1/2 to 3/4 cup of the best extra virgin olive oil you can afford
2-3 cloves garlic, peeled
1 cup to 1 1/2 of grated Pecorino Romano cheese
3-4 cups of basil leaves, rinsed and stems removed
2-3 tablespoons pine nuts (optional)
1 pound linguine or other pasta, preferably Barilla
Boil water for pasta and cook according to package directions.
For this recipe you will need a food processor. If you have a blender, that will work as well but you must stop periodically to push down the leaves with a wooden spoon so they will blend more uniformly.
Some recipes call for placing the basil in the processor bowl or blender first, but I prefer to place the oil with the garlic in first and process for for about 20-30 seconds, and then add the pine nuts, process for 5-10 seconds until they too are fully incorporated. This way the garlic and pine nuts will be broken down and you will not find any errant pieces of garlic or nut in your final product. Then I turn on the food processor once again and add the basil through the feed tube until it is pureed, for another 20-30 seconds or so. With a spatula, scrape the sauce out of the processor or blender container and into a glass or ceramic bowl. Add the 1 to 1 1/2 cup of grated cheese to the mixture. Add more if needed. Some recipes call for salt and pepper, but I find the Pecorino Romano cheese to be salty enough, and the pepper unnecessary. Just make sure you do not use Parmigiana, because it is too subtle! The sauce should be thick, not be runny or oily. Add more grated cheese to make it the right consistency.

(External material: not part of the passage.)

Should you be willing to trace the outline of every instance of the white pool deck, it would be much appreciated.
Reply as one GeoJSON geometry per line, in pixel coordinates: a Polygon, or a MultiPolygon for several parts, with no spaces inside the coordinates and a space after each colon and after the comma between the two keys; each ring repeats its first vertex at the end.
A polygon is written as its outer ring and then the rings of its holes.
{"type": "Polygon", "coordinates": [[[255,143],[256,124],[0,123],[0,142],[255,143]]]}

Cook the pasta al dente, which means in Italian, "to the tooth". It should be firm at the center, not mushy, and not too hard. When the pasta is done, save some of the pasta water. Rinse the pasta in a colander to prevent sticking, and place in a large ceramic bowl. I use a spaghetti server to make sure the strands are separated. Add the pesto sauce and mix with two wooden spoons, as if you were mixing a salad, using the pasta water by teaspoonfuls if necessary to make it easier to incorporate into the pasta. The sauce should adhere to the pasta completely. Totally green pasta! After the pasta is plated, your guests might want to add more grated cheese, so make sure that is available. Serve immediately, with a green salad with garden tomatoes with vinaigrette, and crusty Italian bread.
Italian fast food, with a minimum of fuss!
Enjoy the rest of the summer, it is going fast!